When you look at the timing you notice that the log file writes are much quicker (1.3 ms) than the log file syncs (4.6 ms) – the difference is typically the time it takes the “redo synch write” message to go to the log writer and the acknowledgement to come back from the log writer. The difference is a classic indicator of CPU starvation – and that also brings us back to the log buffer space waits: if CPU starvation is making it hard for the log writer to get the message to flush the buffer to disc it becomes increasingly likely that the buffer will fill up unexpectedly and cause log buffer space waits.
You’ll also notice that the number of waits for “SQL*Net more data to client” seems rather high.
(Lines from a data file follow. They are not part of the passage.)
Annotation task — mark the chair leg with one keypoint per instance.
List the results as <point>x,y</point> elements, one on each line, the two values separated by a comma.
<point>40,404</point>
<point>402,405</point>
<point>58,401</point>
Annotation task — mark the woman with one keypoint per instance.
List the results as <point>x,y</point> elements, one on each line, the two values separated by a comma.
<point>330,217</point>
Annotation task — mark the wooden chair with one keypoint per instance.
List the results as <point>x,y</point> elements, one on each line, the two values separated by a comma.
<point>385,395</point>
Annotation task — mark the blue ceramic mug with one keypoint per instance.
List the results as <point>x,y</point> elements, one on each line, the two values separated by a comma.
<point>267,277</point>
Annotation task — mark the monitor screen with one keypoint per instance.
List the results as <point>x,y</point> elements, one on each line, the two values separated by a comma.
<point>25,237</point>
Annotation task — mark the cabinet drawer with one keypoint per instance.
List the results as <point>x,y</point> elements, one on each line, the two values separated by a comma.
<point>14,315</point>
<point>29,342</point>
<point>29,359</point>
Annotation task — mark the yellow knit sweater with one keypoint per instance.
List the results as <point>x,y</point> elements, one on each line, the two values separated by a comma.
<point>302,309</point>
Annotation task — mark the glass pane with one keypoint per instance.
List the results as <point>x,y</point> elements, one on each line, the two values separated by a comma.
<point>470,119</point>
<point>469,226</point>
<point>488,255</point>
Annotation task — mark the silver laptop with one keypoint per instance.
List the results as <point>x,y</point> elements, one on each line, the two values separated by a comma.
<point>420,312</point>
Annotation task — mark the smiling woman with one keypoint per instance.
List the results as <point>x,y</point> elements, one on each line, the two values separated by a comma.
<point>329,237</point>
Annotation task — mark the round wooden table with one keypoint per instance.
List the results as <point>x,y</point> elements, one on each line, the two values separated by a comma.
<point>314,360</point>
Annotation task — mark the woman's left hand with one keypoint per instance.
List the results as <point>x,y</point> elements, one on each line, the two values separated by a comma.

Something is firing queries against this database and fetching lots of data back from it – it would be interesting to see the number of SQL*Net roundtrips to/from client and the number of bytes passed to see if this we can make any assumption about whether this is lots of smallish result sets, or a small number of very large result sets. Round-trip activity is an effective way of overloading your database and should probably be investigated. It’s possible, of course, that the incoming SQL will show itself up under one of the “SQL ordered by …” sections of the report.
The other figure in the Top 5 is the “db file sequential read” – which is operating at a respectable average time of 5.5 m/s – if this were a statspack report I’d look at the Event Histogram report, though, to check that this wasn’t a large number of very fast (i.e. locally cached, CPU-intensive) reads with a relatively small number of very slow reads. We need to account for – and address – that CPU usage somewhere.
The final number, that I haven’t mentioned yet, is the “log file sequential read” – that’s a wait event which can do with a little note of its own so I shall try to find some time to write about it over the next few weeks. In this case the number could simply be the archive processes recording their activity as they read the online redo log files and copy them.
Bottom line: these stats don’t give you any cause to fiddle with the log buffer size. The possible saving is tiny, and there are far more important targets to aim at.
Footnote: Any advice about reading AWR reports is almost always relevant when reading Statspack reports (and vice versa).